Machine Learning Engineer
Machine Learning Engineers design, build, and maintain machine learning systems to solve real-world problems. This course provides a foundation in programming, data analysis, and statistical concepts, which are fundamental for understanding and applying machine learning algorithms. The skills gained in this course will be valuable for individuals aspiring to become Machine Learning Engineers.
Quantitative Analyst
Quantitative Analysts (Quants) use mathematical and statistical models to analyze financial data and make investment decisions. This course provides a solid foundation in programming and data analysis, which are essential skills for Quants. By mastering these skills, learners can enhance their understanding of financial data and develop the analytical abilities required for success in this field.
Research Analyst
Research Analysts conduct in-depth research and analysis to provide insights and recommendations on various industries, companies, and markets. This course offers a comprehensive overview of data analysis techniques, programming, and statistical concepts, which are essential for conducting rigorous research and analyzing data effectively. The skills gained in this course will be highly valuable for individuals pursuing a career as a Research Analyst.
Software Engineer
Software Engineers design, develop, and maintain software systems. This course provides a foundation in programming, data structures, and algorithms, which are essential for Software Engineers. By mastering these skills, learners can enhance their understanding of software development principles and best practices, preparing them for a successful career in software engineering.
Statistician
Statisticians collect, analyze, interpret, and present data to derive meaningful insights and inform decision-making. This course provides a comprehensive overview of statistical concepts and data analysis techniques, which are essential for a Statistician.
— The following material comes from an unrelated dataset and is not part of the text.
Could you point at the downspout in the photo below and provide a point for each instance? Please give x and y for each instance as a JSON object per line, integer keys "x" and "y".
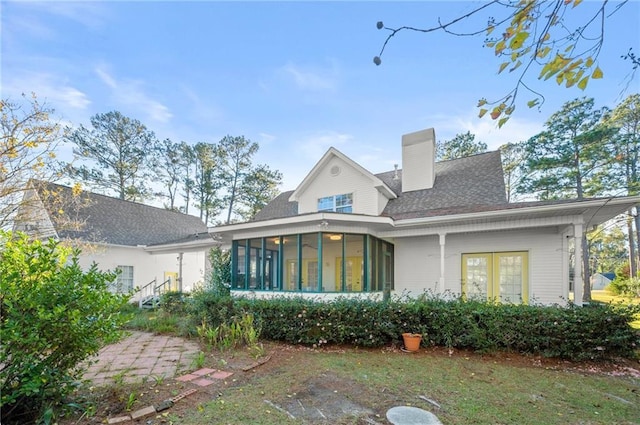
{"x": 440, "y": 284}
{"x": 578, "y": 281}
{"x": 180, "y": 257}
By mastering these skills, learners can develop a strong foundation in statistical analysis and prepare for a career in this field.
Data Engineer
Data Engineers design, build, and maintain data pipelines and infrastructure to support data analysis and decision-making. This course provides a foundation in data management, programming, and data analysis, which are essential for Data Engineers. By mastering these skills, learners can develop the technical expertise required to succeed in this growing field.
Business Analyst
Business Analysts bridge the gap between business and technology, analyzing business processes and identifying areas for improvement. This course provides a foundation in data analysis, programming, and statistical concepts, which are valuable for Business Analysts. By mastering these skills, learners can develop a deeper understanding of data-driven decision-making and enhance their ability to contribute to business strategy.
Health Data Analyst
Health Data Analysts leverage data analysis techniques to improve patient care and healthcare systems. This course provides a foundation in programming, data analysis, and statistical concepts, which are essential for Health Data Analysts. By mastering these skills, learners can develop the expertise required to analyze healthcare data and contribute to evidence-based decision-making in the healthcare industry.
Financial Analyst
Financial Analysts analyze financial data and make recommendations on investments and financial decisions. This course provides a foundation in programming, data analysis, and statistical concepts, which are valuable for Financial Analysts. By mastering these skills, learners can develop a deeper understanding of financial data and enhance their ability to make informed investment decisions.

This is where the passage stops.